Department of Pathology, Division of Infectious Diseases and Geographic Medicine, Stanford University School of Medicine, Stanford, CA, USA.
Am J Surg Pathol. 2013 May;37(5):659-68. doi: 10.1097/PAS.0b013e31828706c0.
Although the incidence of human papillomavirus (HPV)-associated anal neoplasia is increasing, interobserver and intraobserver reproducibility in the grading of biopsy specimens from this area remains unacceptably low. Attempts to produce a more reproducible grading scheme have led to the use of biomarkers for the detection of high-risk HPV (HR-HPV). We evaluated the performance of standard morphology and biomarkers p16, ProEx C, and Ki-67 in a set of 75 lesions [17 nondysplastic lesions, 23 low-grade squamous intraepithelial lesions (LSIL)/condyloma, 20 high-grade squamous intraepithelial lesions (HSIL), 15 invasive squamous cell carcinomas] from the anal and perianal region in 65 patients and correlated these findings with HPV subtype on the basis of a type-specific multiplex real-time polymerase chain reaction assay designed to detect HR-HPV. A subset of cases with amplifiable HPV DNA was also sequenced. HSIL was typically flat (15/20), and only a minority (4/20) had koilocytes. In contrast, only 1 LSIL was flat (1/23), and the remainder were exophytic. The majority of LSIL had areas of koilocytic change (20/23). HR-HPV DNA was detected in the majority (89%) of invasive carcinomas and HSIL biopsies, 86% and 97% of which were accurately labeled by strong and diffuse block-positive p16 and ProEx C, respectively. LSIL cases, however, only infrequently harbored HR-HPV (13%); most harbored low-risk HPV (LR-HPV) types 6 and 11. Within the LSIL group, p16 outperformed ProEx C, resulting in fewer false-positive cases (5% vs. 75%). Ki-67 was also increased in HR-HPV-positive lesions, although biopsies with increased inflammation and reactive changes also showed higher Ki-67 indices. These data suggest that strong and diffuse block-positive nuclear and cytoplasmic labeling with p16 is a highly specific biomarker for the presence of HR-HPV in anal biopsies and that this finding correlates with high-grade lesions.

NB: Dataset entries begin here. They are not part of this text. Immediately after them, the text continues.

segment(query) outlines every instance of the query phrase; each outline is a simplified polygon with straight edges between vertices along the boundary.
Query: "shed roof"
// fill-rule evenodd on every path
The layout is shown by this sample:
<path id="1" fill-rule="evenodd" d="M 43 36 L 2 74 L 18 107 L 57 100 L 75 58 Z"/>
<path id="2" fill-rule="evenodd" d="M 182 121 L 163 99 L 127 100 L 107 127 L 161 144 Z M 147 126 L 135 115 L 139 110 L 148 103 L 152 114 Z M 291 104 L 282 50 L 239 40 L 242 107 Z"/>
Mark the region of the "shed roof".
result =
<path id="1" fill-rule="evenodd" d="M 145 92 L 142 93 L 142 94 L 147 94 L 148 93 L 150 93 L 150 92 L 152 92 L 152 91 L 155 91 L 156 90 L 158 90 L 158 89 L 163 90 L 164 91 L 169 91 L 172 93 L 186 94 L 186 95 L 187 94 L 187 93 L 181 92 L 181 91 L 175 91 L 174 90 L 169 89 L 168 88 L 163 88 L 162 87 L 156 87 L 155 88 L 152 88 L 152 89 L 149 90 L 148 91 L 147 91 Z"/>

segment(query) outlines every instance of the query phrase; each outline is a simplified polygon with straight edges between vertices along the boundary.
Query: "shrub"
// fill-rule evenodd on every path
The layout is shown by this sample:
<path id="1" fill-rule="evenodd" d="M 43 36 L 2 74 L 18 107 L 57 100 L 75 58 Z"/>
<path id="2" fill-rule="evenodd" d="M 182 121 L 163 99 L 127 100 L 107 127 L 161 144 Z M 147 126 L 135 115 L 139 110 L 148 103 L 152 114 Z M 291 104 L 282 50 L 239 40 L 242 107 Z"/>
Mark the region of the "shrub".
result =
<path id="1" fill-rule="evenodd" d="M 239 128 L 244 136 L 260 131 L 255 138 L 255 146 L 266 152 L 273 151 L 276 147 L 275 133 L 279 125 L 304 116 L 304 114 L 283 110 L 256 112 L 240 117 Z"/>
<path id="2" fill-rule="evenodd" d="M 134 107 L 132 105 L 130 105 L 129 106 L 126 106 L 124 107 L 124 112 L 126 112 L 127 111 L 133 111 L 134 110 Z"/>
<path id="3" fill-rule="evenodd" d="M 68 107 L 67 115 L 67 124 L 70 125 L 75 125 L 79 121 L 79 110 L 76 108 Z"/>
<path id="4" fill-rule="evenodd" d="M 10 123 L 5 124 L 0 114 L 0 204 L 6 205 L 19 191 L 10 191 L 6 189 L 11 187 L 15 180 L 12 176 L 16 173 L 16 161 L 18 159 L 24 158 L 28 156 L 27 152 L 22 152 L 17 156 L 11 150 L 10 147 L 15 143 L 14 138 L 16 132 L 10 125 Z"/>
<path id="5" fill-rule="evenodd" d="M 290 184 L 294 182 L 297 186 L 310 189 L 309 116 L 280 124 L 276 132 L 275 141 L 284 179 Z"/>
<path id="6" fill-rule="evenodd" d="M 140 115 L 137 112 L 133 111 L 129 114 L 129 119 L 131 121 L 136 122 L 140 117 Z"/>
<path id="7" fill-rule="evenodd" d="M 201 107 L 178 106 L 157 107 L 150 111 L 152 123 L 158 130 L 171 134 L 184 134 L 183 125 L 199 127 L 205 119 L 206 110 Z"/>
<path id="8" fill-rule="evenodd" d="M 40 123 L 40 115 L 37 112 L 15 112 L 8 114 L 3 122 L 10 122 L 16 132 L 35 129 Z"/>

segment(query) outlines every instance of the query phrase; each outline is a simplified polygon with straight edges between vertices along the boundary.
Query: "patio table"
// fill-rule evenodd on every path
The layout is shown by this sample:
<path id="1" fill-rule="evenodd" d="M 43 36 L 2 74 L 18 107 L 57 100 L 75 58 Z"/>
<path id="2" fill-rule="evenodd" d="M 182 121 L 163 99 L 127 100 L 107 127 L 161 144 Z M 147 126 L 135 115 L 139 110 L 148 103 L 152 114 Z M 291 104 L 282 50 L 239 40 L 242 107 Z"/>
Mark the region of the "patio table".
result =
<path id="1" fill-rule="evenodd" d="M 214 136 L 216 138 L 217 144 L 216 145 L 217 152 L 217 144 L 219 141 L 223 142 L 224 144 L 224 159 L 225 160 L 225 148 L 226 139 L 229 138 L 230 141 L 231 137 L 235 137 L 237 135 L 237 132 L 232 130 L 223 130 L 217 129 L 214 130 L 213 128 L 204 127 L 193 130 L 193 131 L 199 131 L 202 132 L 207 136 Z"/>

尽管人乳头瘤病毒(HPV)相关肛门肿瘤的发病率正在上升,但该区域活检标本的观察者间和观察者内可重复性仍然低得令人无法接受。为了提高分级的可重复性,人们尝试使用生物标志物来检测高危型 HPV(HR-HPV)。我们评估了标准形态学和生物标志物 p16、ProEx C 和 Ki-67 在 65 名患者的 75 个病变[17 个非发育不良病变、23 个低级别鳞状上皮内病变(LSIL)/尖锐湿疣、20 个高级别鳞状上皮内病变(HSIL)、15 个浸润性鳞状细胞癌]中的性能,并根据针对 HR-HPV 的特异性多重实时聚合酶链反应检测方法,将这些发现与 HPV 亚型相关联。还对可扩增 HPV DNA 的病例进行了亚组测序。HSIL 通常为扁平状(20/20),仅有少数(4/20)有空泡细胞。相比之下,仅有 1 个 LSIL 为扁平状(23/23),其余为外生性。大多数 LSIL 都有空泡细胞改变区域(23/23)。大多数(89%)浸润性癌和 HSIL 活检均检测到 HR-HPV DNA,其中 86%和 97%的病例分别通过强而弥漫的 p16 和 ProEx C 阳性的块状染色准确标记。然而,LSIL 病例仅偶尔携带 HR-HPV(13%);大多数携带低危型 HPV(LR-HPV)6 和 11 型。在 LSIL 组中,p16 的表现优于 ProEx C,导致假阳性病例更少(5%比 75%)。Ki-67 在 HR-HPV 阳性病变中也增加,尽管伴有炎症和反应性改变的活检也显示出更高的 Ki-67 指数。这些数据表明,在肛门活检中,p16 呈强而弥漫的核和细胞质阳性块状染色是 HR-HPV 存在的高度特异性生物标志物,并且该发现与高级别病变相关。